The lights turned off everywhere in your house only added to the anxiety building up in your body, so you try scooting closer to Niki, which seemed to be impossible now that you see how you're already shouldering his chest.
Your actions caught the male in a string of silent laughter. You could tell he was trying to hide it from you, though, and you shoot daggers in his direction when you felt the vibrations on your shoulder.
Halfway into the movie, you got immersed in the thrill. Munching on the bag of your favorite snacks, it actually wasn't as scary as you had thought initially, the jump scares much milder than you had expected. Yet the unsettling feeling of never knowing what could happen still lingers in you, and quite oddly, the situation scares you more rather than the ghosts themselves. A little strange for someone as weak-hearted as you, but it seems to fit right perfectly to your tast-
You were torn away from your train of thoughts by a heavy feeling on your shoulder. With a startled jolt, you see your boyfriend leaning on your shoulder with his eyes shut asleep. You bring your hand to your chest, relieved at the sight of him instead of the creepy monster from the movie out to get you.

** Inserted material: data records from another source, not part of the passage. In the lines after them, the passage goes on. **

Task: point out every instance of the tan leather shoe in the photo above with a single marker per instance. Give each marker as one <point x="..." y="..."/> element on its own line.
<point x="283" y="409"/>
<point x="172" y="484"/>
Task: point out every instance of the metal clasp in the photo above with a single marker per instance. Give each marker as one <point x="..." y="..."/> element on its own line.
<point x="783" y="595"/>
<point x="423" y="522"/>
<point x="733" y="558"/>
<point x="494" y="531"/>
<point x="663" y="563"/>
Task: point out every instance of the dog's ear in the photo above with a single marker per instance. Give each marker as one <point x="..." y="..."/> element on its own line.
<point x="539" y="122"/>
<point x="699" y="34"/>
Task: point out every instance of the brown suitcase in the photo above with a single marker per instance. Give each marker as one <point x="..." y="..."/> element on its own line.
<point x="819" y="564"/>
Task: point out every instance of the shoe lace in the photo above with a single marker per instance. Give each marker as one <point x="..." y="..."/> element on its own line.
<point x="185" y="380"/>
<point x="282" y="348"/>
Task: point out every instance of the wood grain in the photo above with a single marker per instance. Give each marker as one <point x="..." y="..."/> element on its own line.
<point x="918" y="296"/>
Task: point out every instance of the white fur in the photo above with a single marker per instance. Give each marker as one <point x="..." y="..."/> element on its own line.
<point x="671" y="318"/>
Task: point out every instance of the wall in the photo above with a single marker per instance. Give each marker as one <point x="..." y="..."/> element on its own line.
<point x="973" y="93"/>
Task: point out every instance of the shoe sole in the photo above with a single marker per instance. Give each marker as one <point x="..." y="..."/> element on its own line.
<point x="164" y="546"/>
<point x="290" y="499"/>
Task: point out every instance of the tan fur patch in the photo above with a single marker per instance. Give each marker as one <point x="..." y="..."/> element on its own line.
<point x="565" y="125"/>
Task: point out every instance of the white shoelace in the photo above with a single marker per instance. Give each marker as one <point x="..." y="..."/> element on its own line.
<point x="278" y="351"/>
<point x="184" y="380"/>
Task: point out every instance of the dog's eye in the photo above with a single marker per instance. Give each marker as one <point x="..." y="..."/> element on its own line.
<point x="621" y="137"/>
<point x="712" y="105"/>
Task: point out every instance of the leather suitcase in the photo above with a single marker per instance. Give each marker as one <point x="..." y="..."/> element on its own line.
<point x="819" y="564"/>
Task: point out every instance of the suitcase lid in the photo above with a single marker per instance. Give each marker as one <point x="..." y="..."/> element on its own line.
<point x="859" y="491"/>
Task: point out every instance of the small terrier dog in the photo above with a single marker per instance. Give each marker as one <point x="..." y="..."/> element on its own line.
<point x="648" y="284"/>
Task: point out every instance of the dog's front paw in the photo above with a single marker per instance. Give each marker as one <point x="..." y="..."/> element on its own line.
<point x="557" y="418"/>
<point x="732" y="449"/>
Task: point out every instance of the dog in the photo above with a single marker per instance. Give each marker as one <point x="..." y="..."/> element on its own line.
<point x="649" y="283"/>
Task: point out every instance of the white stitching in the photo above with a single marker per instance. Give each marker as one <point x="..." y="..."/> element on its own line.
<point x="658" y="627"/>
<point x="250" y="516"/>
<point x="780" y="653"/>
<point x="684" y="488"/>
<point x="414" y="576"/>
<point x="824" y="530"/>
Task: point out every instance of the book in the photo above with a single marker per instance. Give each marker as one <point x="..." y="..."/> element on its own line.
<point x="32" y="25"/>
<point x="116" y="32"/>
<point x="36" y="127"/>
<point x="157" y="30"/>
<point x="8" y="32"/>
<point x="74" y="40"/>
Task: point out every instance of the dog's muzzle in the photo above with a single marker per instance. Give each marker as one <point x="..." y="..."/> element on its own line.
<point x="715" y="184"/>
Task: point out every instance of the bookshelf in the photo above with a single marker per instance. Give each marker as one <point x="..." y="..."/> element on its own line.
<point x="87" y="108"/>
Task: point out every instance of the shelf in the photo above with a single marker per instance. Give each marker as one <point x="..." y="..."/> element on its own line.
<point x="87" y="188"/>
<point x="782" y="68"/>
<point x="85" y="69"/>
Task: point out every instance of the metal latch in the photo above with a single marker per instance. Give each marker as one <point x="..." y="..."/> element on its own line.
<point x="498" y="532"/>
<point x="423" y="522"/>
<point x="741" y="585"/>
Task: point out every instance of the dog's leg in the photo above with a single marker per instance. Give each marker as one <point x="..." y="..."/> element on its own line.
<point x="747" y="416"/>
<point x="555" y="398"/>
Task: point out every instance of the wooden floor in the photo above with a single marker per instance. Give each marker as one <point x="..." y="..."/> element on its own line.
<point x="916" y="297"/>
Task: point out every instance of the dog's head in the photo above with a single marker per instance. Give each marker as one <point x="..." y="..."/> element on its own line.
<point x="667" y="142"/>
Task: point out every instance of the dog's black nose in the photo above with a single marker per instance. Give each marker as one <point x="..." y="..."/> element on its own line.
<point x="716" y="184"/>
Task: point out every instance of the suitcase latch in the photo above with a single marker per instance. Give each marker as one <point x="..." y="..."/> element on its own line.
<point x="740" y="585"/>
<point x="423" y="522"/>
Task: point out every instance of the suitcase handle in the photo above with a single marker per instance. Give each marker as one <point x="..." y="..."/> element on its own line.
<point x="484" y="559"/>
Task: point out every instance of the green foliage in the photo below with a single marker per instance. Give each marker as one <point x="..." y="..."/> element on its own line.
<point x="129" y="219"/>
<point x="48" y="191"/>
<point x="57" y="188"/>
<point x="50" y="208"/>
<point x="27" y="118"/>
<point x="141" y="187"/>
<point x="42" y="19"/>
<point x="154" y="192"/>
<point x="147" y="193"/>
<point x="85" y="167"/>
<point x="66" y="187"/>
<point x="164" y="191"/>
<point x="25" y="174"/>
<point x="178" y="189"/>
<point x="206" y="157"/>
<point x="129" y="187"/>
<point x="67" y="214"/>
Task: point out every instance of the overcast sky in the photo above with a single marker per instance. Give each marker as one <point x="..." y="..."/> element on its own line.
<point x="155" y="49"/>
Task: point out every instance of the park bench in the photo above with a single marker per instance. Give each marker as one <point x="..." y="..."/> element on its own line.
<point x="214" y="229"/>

His head lies against you, the proximity so close that you could count every strand of eyelashes that he had. You took the opportunity to stare deep into his elegance. He was almost like an angel offered to you shining from the heavens with those good looks, and you all but feel the butterflies erupt from your stomach - just like when he confessed to you at that practice room a year ago.

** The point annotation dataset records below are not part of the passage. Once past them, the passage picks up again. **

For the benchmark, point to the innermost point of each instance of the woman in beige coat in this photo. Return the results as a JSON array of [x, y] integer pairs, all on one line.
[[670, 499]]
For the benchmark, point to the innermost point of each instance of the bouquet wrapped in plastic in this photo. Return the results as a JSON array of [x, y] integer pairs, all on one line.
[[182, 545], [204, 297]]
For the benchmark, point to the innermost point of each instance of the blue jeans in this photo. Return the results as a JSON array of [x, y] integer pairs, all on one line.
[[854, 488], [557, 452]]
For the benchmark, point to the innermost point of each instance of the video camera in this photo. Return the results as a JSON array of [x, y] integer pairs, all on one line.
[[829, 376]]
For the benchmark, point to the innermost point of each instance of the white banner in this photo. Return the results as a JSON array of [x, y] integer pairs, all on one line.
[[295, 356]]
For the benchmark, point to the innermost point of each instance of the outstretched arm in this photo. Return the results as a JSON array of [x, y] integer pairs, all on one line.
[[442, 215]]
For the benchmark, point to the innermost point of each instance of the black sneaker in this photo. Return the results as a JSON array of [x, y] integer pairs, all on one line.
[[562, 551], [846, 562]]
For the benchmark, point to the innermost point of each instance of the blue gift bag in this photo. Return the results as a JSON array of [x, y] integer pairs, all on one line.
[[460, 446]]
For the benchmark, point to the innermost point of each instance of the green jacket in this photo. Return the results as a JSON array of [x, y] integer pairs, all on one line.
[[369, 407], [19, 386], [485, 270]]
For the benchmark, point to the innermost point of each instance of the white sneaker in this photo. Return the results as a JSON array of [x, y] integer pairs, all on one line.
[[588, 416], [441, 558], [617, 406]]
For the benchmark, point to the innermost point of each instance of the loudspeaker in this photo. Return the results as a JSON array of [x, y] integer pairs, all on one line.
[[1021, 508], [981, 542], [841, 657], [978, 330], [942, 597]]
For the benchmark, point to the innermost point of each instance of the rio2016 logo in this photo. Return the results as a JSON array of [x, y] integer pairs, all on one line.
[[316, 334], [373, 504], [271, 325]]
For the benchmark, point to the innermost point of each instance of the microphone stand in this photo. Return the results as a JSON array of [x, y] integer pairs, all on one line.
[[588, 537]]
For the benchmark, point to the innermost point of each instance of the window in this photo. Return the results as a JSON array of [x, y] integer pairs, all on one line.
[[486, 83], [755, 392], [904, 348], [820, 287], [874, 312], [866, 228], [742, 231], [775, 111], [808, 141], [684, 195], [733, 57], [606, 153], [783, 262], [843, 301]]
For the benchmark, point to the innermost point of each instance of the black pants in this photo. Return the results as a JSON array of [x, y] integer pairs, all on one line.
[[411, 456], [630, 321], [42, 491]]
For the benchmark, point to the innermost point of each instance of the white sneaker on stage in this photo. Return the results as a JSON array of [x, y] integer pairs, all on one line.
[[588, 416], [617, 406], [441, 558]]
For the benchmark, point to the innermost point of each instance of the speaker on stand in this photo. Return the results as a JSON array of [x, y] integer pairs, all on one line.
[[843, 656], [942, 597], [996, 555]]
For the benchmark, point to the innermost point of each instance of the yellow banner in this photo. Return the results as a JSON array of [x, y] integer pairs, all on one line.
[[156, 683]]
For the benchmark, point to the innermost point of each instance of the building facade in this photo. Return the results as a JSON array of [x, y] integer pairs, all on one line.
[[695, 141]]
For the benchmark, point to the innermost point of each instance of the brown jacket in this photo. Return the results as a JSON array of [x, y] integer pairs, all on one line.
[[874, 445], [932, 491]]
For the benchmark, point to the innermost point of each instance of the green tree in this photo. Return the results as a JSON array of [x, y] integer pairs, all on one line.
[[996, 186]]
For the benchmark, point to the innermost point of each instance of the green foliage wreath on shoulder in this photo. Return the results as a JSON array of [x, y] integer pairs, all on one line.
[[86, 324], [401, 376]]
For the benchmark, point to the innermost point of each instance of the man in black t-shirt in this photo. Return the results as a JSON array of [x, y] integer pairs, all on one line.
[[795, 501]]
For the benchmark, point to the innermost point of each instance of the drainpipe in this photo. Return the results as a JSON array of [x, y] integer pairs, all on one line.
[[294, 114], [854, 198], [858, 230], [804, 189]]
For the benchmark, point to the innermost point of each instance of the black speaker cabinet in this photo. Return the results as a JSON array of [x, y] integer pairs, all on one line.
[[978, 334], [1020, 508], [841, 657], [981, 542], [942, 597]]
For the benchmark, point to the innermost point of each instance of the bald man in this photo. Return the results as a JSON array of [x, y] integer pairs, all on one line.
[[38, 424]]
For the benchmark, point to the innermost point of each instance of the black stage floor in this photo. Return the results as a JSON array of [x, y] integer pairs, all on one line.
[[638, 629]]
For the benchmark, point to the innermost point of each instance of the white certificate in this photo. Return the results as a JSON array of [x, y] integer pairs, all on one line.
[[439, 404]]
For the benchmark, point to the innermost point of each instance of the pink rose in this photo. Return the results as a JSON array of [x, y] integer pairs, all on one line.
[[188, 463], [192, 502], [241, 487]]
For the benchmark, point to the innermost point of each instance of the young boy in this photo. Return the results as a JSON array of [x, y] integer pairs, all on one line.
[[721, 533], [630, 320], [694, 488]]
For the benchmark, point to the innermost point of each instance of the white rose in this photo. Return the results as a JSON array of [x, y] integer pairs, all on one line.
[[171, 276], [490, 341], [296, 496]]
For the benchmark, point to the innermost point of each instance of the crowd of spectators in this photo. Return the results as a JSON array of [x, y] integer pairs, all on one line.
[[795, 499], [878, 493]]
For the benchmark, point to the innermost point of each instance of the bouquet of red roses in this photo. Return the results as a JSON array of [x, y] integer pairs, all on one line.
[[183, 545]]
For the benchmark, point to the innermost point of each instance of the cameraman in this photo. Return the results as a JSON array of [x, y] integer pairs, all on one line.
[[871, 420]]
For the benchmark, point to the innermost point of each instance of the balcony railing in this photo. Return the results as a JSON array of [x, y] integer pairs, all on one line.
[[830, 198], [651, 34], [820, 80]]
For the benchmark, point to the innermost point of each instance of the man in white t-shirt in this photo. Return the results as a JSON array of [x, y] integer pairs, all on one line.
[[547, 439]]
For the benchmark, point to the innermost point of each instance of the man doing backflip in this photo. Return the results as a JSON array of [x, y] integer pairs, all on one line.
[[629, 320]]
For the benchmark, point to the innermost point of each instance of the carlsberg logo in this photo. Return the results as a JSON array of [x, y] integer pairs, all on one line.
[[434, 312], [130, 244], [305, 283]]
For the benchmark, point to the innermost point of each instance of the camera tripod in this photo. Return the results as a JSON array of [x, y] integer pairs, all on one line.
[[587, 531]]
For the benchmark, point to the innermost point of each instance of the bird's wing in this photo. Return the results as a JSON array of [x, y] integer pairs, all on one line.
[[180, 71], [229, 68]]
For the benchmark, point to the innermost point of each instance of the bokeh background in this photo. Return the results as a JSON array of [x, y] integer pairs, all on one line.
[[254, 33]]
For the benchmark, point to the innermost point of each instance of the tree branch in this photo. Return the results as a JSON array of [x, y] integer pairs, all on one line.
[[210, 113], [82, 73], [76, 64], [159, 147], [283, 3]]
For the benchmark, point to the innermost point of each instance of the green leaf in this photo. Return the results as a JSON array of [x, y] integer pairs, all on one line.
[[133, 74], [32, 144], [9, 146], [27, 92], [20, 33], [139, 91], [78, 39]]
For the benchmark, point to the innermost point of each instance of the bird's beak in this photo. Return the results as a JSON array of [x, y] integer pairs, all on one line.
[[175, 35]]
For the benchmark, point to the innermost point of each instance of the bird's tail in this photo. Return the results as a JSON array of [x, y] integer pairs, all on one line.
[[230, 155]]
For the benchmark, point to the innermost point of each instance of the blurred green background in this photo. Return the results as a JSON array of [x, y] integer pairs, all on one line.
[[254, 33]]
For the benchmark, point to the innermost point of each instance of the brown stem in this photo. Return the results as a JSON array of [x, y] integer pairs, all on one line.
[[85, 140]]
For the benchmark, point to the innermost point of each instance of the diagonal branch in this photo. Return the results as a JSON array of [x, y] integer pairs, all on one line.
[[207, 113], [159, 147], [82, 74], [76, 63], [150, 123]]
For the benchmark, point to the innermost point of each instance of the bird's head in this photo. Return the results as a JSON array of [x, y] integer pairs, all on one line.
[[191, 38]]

"If only you didn't look so gorgeous like that, I would have punched you in the face for passing out on me right now." You quietly mumbled at his resting state, a sigh leaving your lips as you go back to munching chips and watching the movie with a shaking head.
When you return into a trance of spewing curses, a light smile forms at the corner of his lips, feeling indebted for having a girlfriend as cool as you.